How to get B2B customers to pay invoices on time

To get B2B customers to pay on time: set clear terms up front, send a professional reminder before the due date, follow up on a consistent schedule, make payment effortless, and — ideally — have a neutral third party do the asking so the relationship stays intact. The most overlooked move is having someone other than you make the request: a customer who stalls a supplier will respond to an independent party.

  1. Set terms clearly at issuance — due date, payment methods, and what happens if it's late, stated plainly on the invoice.
  2. Remind before it's due, not after. A pre-due nudge sets the expectation without friction.
  3. Be consistent. Inconsistent chasing trains customers that your invoices can wait. A fixed cadence does the opposite.
  4. Remove payment friction — one clear link, and the option of a sensible payment plan for customers who genuinely can't pay in full.
  5. Take yourself out of it. This is the big one. Every time you chase, you spend goodwill you need for the next order. When a neutral party handles the follow-up, the invoice gets paid and the relationship survives.

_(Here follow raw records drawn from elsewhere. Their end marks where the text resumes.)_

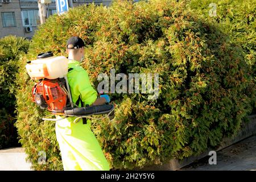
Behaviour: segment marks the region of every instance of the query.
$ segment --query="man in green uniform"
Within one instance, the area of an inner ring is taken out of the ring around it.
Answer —
[[[73,103],[79,106],[98,105],[109,102],[108,95],[97,98],[87,72],[80,66],[84,57],[84,43],[78,37],[71,37],[67,43],[69,72],[67,75]],[[60,116],[58,117],[59,118]],[[90,121],[82,119],[76,123],[75,117],[56,122],[56,135],[64,170],[109,170],[109,164],[99,143],[90,129]]]

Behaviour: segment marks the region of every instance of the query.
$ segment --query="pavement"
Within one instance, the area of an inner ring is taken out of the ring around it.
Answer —
[[[256,136],[250,136],[217,152],[217,164],[209,164],[211,156],[180,171],[256,171]]]
[[[21,147],[0,150],[0,171],[32,171]],[[256,136],[250,136],[217,152],[217,164],[207,156],[180,171],[256,171]]]
[[[32,171],[21,147],[0,150],[0,171]]]

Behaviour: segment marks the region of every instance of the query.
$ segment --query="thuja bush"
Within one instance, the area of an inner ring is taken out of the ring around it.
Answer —
[[[36,169],[61,169],[54,122],[31,102],[32,82],[26,61],[40,52],[65,55],[65,42],[85,42],[82,67],[97,89],[104,73],[159,74],[159,96],[113,93],[113,121],[92,121],[92,129],[113,169],[162,164],[214,147],[240,129],[251,112],[254,87],[239,43],[218,26],[199,18],[185,2],[115,1],[53,16],[40,26],[23,59],[18,82],[20,142]],[[118,83],[118,81],[115,81]],[[39,165],[39,152],[46,153]]]
[[[245,1],[189,1],[192,9],[216,26],[222,27],[222,30],[229,35],[229,41],[239,44],[242,48],[245,61],[250,68],[250,74],[256,81],[256,2]],[[211,15],[216,6],[216,15]],[[212,4],[212,6],[210,5]],[[253,113],[256,113],[255,90],[251,103],[254,105]]]
[[[15,79],[18,61],[28,49],[28,41],[9,36],[0,39],[0,149],[18,144]]]

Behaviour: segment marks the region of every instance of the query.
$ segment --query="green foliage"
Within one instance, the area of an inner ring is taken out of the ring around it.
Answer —
[[[20,56],[28,49],[28,41],[13,36],[0,39],[0,148],[18,143],[15,122],[15,79]]]
[[[187,2],[187,1],[186,1]],[[113,94],[115,118],[92,128],[114,169],[133,169],[183,159],[216,147],[240,129],[253,109],[255,86],[240,42],[187,8],[185,2],[115,2],[91,5],[52,16],[42,25],[24,57],[18,82],[20,142],[36,169],[61,169],[54,122],[31,102],[27,60],[52,51],[65,55],[71,36],[85,40],[85,60],[97,88],[100,73],[158,73],[159,96]],[[47,154],[39,165],[38,152]]]

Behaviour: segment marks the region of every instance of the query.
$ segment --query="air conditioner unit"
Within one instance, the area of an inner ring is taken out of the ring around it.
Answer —
[[[25,27],[25,32],[31,32],[32,31],[31,26]]]
[[[2,0],[3,4],[10,3],[11,2],[11,0]]]

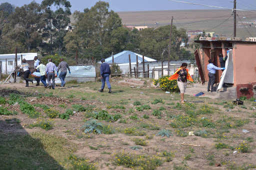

That last point is why businesses delegate the whole function: a managed-receivables service runs all five steps on every invoice automatically, fronted by a neutral mediator — never by you.

Frequently asked questions

How do I ask a client to pay without sounding aggressive?+

The most reliable way is not to be the one asking — a neutral, professional third party can be firm without it becoming personal between you and the customer.

Should I charge late fees?+

Late-payment interest can help, but only when it's applied consistently and credibly; ad-hoc threats tend to be ignored.

What if a customer disputes the invoice?+

A good process pauses and flags the dispute for a human decision rather than blindly pressing on — and keeps a full record either way.